階段を駆け下りてきた女の子は、亮の横に並んで歩く。

『・・・何買いに行くの?』

女の子が亮に問いかける。

隣を振り向いて黙っていると

『ああ、そういった物を・・・』

亮はなおも黙っていると

『いい若いもんが、真っ昼間から』

ボソッと言う。

少し考えた亮が女の子の言わんとしていう事に気付き

『飲み物です!』

女の子が振り向く

『じゃあ、一緒だ!』

前に振り直ると亮達はそのままコンビニに着いた。

中に入ると、

『何買うの?』

女の子が聞いてくる。 

『・・・い、井上さんに、喉渇いてるかな?と、思って差し入れを。
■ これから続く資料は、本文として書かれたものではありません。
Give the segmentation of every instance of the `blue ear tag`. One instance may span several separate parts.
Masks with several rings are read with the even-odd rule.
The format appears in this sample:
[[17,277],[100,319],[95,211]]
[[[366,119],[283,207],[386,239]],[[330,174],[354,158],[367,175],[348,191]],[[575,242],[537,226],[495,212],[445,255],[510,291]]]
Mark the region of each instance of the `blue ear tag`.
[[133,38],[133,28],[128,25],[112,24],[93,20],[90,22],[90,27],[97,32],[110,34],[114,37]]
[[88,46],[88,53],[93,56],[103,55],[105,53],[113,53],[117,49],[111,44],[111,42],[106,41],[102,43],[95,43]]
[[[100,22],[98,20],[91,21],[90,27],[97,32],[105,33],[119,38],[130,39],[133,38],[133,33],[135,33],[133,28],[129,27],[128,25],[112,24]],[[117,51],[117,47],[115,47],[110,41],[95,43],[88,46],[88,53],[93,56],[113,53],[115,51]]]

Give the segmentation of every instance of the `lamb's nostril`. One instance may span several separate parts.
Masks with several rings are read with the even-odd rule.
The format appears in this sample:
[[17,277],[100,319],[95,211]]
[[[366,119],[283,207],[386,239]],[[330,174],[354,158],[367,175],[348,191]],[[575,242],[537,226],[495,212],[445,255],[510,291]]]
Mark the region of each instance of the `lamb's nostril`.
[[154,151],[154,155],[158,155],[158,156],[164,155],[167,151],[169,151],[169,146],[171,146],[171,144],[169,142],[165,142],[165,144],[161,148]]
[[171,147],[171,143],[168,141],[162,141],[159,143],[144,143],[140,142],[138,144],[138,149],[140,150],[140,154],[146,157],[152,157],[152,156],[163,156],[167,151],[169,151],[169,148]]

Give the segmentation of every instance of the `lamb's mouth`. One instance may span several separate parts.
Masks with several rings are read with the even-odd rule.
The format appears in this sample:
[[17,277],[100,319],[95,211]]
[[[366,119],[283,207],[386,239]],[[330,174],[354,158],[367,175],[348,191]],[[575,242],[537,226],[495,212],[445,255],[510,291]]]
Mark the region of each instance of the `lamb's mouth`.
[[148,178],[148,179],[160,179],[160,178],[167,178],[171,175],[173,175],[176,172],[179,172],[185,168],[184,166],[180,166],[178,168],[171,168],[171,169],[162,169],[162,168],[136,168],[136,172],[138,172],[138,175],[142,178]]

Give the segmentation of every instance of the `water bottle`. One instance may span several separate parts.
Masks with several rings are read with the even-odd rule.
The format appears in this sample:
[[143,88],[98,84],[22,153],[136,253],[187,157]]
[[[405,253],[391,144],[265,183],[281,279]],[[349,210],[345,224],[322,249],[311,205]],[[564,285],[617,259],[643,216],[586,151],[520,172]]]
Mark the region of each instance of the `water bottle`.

』

また、目を見開く女の子

『お茶でいいですか?』

亮が尋ねる。

『うん。私とお姉ちゃんはお茶で。義兄さんはコーヒーかなあ。』

『冷たいの?温かいの?』

『みんな冷たいので大丈夫。っていうか、温かいのもう無いんじゃない、5月だし。』

『あ、本当だ、ねえや』

『季節感ないな~、ええ若いモンが』

また同じような事を言われた亮は続け様に、

『アンタいくつ?』

『18、さっき言いましたけど。』

ブスッと答える。

『あはっ!そうだけっけ?』

ケラっと笑顔で答える。

『高校生?』

『はい』

『3年?』

『・・・はい』

『ふ〜ん』

少し間が空いて、亮が

『い、井上さんは?』

『レディーにそれ聞く?』

『ぐっ!』

『一緒だよ!高3、まだ17だけど』

『・・・・・』

『よろしくね!大屋さん!』

『・・・・亮です。藤原亮』

『わたしはさゆり!井上さゆり!』

『・・・・・はい』

『わたしは一緒に住むわけじゃないけど』

『・・・・ああ、そうだよね』

『姉さん達は新婚さんだからね』

『・・・・・・』

『また、何か考えてた?』

『・・・・・・・いや、そんな事は、』

『あるんでしょ?』 

さゆりが言い終わる前にツッコむ。

黙って飲み物を買って店を出ると

『何か手伝える事があれば・・・』

亮が切り出す。

『そんなに荷物無いし、義兄さんパワフルだから、大丈夫じゃないかな?』

『・・・そう』

家に着き、じゃこれ、コンビニで買った飲み物をさゆりに差し渡す。

『ウン、ありがと!』

そう言って受け取ると、階段をまた軽やかに駆け上がって行った。

その後ろ姿を亮は見送り家に入った。